Thursday, December 11, 2025

Bone Loss PSA

Here's the great thing no one tells you about yeeting your reproductive organs and your thyroid. See also: Going through menopause.

Well. They tell you. But they don't, like, make a big deal about it.

I'm at high risk for bone loss. My doctor literally told me that with a shrug and said, "No big deal. We'll just do bone scans every two years." I have osteopenia in one of my hips, but it's more of a "Watch and wait" scenario, so nothing to be done about it. I'm not in any kind of pain, I'm not worried about it. I mainline vitamin D every morning and move on with my life.

You know what bone scans don't look at, or at least don't pay much attention to?

Your feet.

Your hands.

Your toes.

Your fingers.

Really anything below the elbows or the knees that isn't a major joint, doesn't get all that thorough of a look. However, in doing some digging, those places are where bone loss is most likely to show up first.

They're concerned about bone loss in the hips, pelvis, ribs, and spine, which I get. Those things breaking sounds unbelievably painful and have a bigger impact on quality of life than, say, your pinky toe. I just wish I had known that before I started agreeing to them so that I could advocate for my whole skeleton to be scanned, because there's absolutely a way to do that.

So two years ago, when I was catapulted off of my front steps by my dog and broke my hand instead of breaking my face, there might have been a reason for that.

Or, the other day when I had a knitting-related accident (and I 100% am sticking to that story simply because it sounds hilarious and is simultaneously true), maybe under different circumstances, my foot wouldn't have broken. But the circumstances are what they are, so I hobble in a boot for the next two weeks. Thankfully it's just a chip off of the outer bone, but it's painful and annoying. 

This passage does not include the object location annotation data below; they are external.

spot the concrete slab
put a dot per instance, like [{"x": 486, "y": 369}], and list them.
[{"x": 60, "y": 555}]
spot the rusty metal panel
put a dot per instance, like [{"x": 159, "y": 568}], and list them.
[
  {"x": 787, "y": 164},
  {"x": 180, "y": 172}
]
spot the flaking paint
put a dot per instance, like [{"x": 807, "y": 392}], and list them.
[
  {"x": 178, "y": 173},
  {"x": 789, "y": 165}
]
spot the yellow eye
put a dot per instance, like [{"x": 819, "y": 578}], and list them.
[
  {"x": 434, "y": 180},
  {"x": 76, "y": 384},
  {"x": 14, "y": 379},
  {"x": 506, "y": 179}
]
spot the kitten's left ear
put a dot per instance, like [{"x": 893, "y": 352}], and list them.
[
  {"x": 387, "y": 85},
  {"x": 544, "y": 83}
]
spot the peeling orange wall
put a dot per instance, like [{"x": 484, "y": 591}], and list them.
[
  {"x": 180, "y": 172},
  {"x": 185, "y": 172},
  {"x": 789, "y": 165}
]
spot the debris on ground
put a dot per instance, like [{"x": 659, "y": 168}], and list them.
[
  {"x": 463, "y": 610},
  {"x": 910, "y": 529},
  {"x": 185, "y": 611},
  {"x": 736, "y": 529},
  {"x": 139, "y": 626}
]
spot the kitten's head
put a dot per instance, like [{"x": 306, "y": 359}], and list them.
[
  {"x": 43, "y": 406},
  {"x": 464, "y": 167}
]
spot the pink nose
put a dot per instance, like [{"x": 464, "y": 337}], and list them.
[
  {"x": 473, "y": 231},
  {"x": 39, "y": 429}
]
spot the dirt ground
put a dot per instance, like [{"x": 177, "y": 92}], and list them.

So, if you're a human who has lost hormone-producing organs in a surgical manner, or if you are going through perimenopause or menopause, ask about bone health at your physical. Just do it.

Also, do strength training. I've now heard from three different medical professionals in the last six months that strength training is the key to bone strength. That's the blessing in all of this, if there is one to be had - now I get to get jacked because I can't currently walk very far. So, strength training it is.